The last post he held was as vice-chancellor of Vishwa Bharati University in Santiniketan. Before that he served as the director of the National Museum in Kolkata. In 2004, OUP published two of his works in a single volume and that’s the one I rediscovered on my bookshelf.

The book has a Foreword by PJ Marshall and an Introduction by another masterful historian, Irfan Habib. Their admiration for Das Gupta drips from every word because he challenged the received wisdom with the help of painstaking research into the period.

He sifted through the documents of those long gone years and concluded that the reality was far more complex than the simple versions being propagated.

There were two major works that he undertook in this regard: a study of the trade, business and politics on the Malabar coast, modern day Kerala; and Surat, which under the Mughals was like, say, Shanghai is today to China.

Malabar’s peppery fate

Malabar was all about pepper, says Das Gupta. The Europeans had discovered it and wanted ever increasing quantities. Kerala grew lots of it and that attracted the Dutch.

They tried military means in 1741 to capture the region but the Travancore king, MarthandaVarma, defeated them in a major naval battle. Then they started behaving themselves and trading like anyone else. Trade grew by leaps and bounds because other Europeans joined in, too.

So what went wrong? Two things mainly, according to Das Gupta. One was the creation by Marthanda Verma of a state monopoly over pepper. The other was the capture of Calicut by Tipu Sultan who also created his own monopoly over it.

The result was a gradual withering away of the trade as fewer ships came. The rajah and sultan killed the goose that had laid their golden egg. Moral of the story: don’t nationalise, don’t monopolise.

Surat withers

The fate of Surat offers an object lesson to modern Indian governments: don’t tax business till its pips begin to squeak. But this is what seems to have happened.

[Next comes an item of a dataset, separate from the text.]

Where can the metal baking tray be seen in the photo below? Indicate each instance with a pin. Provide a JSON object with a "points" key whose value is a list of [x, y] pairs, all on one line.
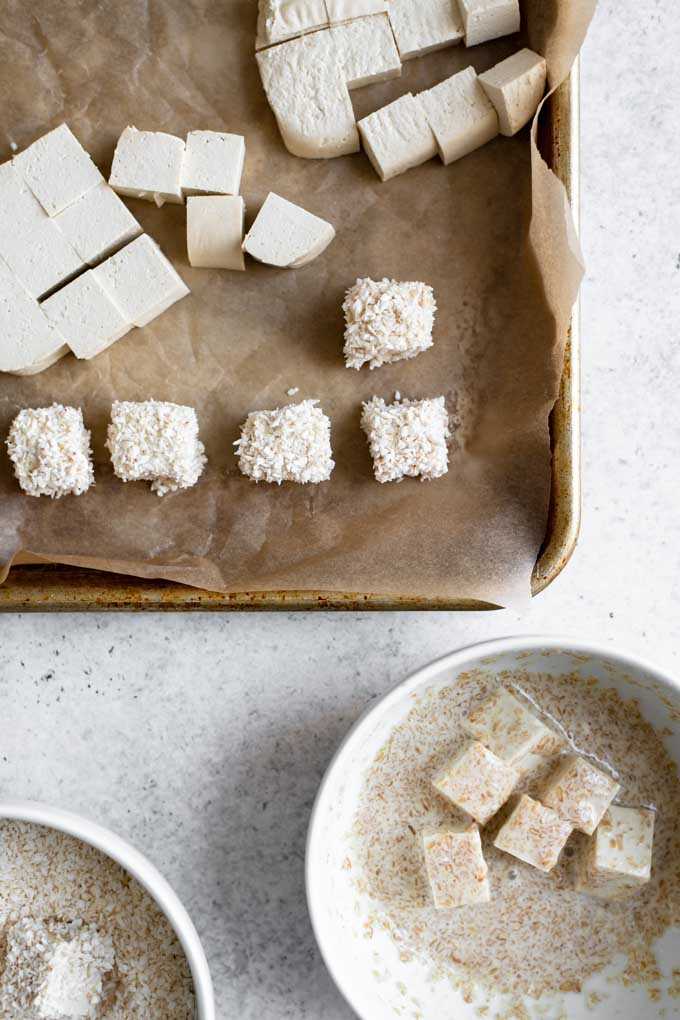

The declining Mughal empire, or rather its provincial governors, became increasingly rapacious after the death of Aurangzeb in 1707. After a few decades of this, and the collapsing law and order, the traders of Surat were desperate for succour because simultaneously the political disorder in Iran and Yemen were leading to huge trade disruption that left the traders of Surat poorer. So they had to face lower income and higher taxes, which has parallels in India after 1955.

In the event, the law and order became so bad that the traders turned to the East India Company which guaranteed security.

But the EIC had already decided to develop Bombay and gradually Surat lost its importance.

Das Gupta drew a very large conclusion from the events of 1710-1750. He said it wasn’t the Europeans but the Asians themselves who caused the decline of both Malabar and Surat. The Left was predictably annoyed but the evidence could not be easily refuted.

Disputes over interpretation aside, this is a beautifully written book, really delightful to read. PJ Marshall, a renowned historian of South Asia, says Das Gupta wrote with the careful structure of Agatha Christie and the zany world view of PG Wodehouse of human frailties. Spot on.